Di tutt’altro avviso il Pd, il partito d’opposizione, e soprattutto gli esponenti eletti all’estero come Francesca La Marca, deputata della circoscrizione Nord e Centro America.
«È stato respinto – affermano gli eletti del Pd all’estero in un comuncato congiunto – l’emendamento dei senatori PD, che chiedeva di non intaccare il numero già basso di 18 eletti, in linea con le richieste che in queste settimane sono venute dalle nostre comunità e dal Consiglio generale degli italiani all’estero (CGIE), intervenuto formalmente più volte per scongiurare tale esito. Il nostro emendamento è stato sostenuto anche da Forza Italia e da Fratelli d’Italia, che però hanno poi votato a favore dell’intero provvedimento. Il MAIE, che non ha detto una parola durante l’intero iter parlamentare ed è stato assente alle votazioni, resta fedele alla regola: stare sempre dalla parte del più forte e del potere, ma non assumersi mai una responsabilità, nemmeno quando sono in gioco i diritti fondamentali degli italiani all’estero.

Tutto è più chiaro – si legge nel comunicato – non solo in relazione alle posizioni dei gruppi parlamentari.
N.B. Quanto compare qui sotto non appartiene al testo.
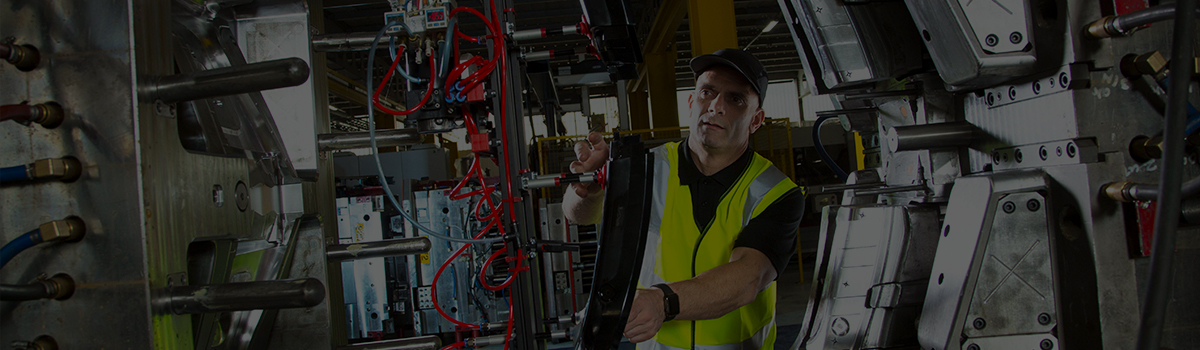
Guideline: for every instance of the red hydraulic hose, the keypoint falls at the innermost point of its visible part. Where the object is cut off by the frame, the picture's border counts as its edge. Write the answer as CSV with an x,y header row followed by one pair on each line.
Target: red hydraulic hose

Non è stato, infatti, un incidente di percorso, ma un progetto di ridimensionamento della rappresentanza estera, che ha trovato una precisa esplicazione nelle parole del relatore del provvedimento, il Sen. Calderoli: “Sono uno dei pochi che ha votato contro la legge Tremaglia, se fosse dipeso da me, io gli eletti all’estero li avrei aboliti del tutto”.
Gli italiani all’estero per questo governo sono estranei e lontani e, talvolta, addirittura “stranieri”. Ma non finisce qui. La legge di revisione costituzionale – si legge alla fine del comunicato – passerà ora alla Camera e poi avrà altri due passaggi parlamentari. Dobbiamo tutti moltiplicare gli sforzi e l’impegno, a qualsiasi livello, per riaprire lo spazio che i gialloverdi (M5S e Lega) stanno chiudendo e difendere i diritti degli italiani all’estero, in nome di un principio di reale cittadinanza e degli interessi veri dell’Italia nel mondo».